Enquanto se respira e tem vida, podemos continuar sonhando, essa é a
força que não me deixa desanimar"
Ciça Maia
Focada no sucesso, Ciça voltou a conquistar
vitórias, títulos e amigos. Mas o reconhecimento parece nunca ter se aproximado
muito da lutadora. Mesmo tricampeã mundial (92, 98 e 2008), pentacampeã
sul-americana, tetracampeã pan-americana, 13 vezes campeã brasileira, 13 vezes
estadual, campeã dos Abertos de Paris, África do Sul e Angola, ela não perde a
humildade. Aliás, perder é um verbo que a atleta tenta não conjugar. Foram
apenas três Brasileiros perdidos em 25 anos de carreira.
A lutadora teve uma longa história também no Vasco.
Defendeu a Cruz de Malta por dez anos. Com o fim da modalidade no clube, Ciça
se diz decepcionada, mas não magoada com os cruzmaltinos.
- Quando você dedica suor, sangue, lágrimas,
esforço e vê tudo indo embora é triste. Mas tenho um carinho muito grande pelo
Vasco. Tenho gratidão por ter sido o único clube no Rio a abrir as portas e
proporcionar a cada um de nós a possibilidade de sonhar - conta.
Hoje mãe de três filhos - todos lutadores de caratê
- , Ciça espera continuar lutando, apesar da idade. Para ela, ficar grávida não
atrapalhou sua carreira. Pelo contrário, foi um incentivo.
- É engraçado, porque depois que tive meus filhos
senti que meu rendimento melhorou muito. Foi como a quebra de um mito. Acho que
é porque melhora muito a cabeça - argumenta.
Vencedora na vida e nos tatames, Ciça tem planos de
encerrar a carreira em breve.
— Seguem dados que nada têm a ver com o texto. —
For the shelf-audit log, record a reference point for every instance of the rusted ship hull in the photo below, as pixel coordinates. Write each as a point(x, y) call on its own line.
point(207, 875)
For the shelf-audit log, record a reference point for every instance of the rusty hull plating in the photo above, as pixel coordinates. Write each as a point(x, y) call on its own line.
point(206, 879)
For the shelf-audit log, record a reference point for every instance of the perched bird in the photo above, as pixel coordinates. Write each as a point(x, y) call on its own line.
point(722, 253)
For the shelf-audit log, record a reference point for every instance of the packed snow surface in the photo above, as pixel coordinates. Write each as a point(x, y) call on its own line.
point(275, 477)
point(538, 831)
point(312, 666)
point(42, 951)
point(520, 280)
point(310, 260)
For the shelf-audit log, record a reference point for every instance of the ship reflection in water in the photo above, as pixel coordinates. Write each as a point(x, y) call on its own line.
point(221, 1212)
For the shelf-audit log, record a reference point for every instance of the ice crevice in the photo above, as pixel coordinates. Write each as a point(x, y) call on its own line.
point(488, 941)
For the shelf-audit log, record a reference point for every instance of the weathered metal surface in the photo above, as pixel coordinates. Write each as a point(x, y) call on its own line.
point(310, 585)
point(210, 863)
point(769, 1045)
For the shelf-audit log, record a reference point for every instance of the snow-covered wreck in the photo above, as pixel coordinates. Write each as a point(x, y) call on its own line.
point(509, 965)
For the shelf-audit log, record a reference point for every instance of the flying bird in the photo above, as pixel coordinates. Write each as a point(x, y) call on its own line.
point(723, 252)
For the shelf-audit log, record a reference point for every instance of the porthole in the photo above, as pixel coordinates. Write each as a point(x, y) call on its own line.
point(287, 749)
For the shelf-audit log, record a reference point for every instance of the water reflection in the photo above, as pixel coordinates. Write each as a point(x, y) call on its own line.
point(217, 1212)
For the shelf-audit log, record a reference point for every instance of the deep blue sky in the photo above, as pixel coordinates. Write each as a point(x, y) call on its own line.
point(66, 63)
A intenção é de se tornar treinadora e voltar a
estudar, já que parou ainda no primeiro grau. Entre as opções, faculdades de
Educação Física, Fisioterapia e Psicologia.
- Pena que perdi muito tempo. Mas enquanto se
respira e tem vida, podemos continuar sonhando, essa é a força que não me deixa
desanimar - conclui a vencedora lutadora.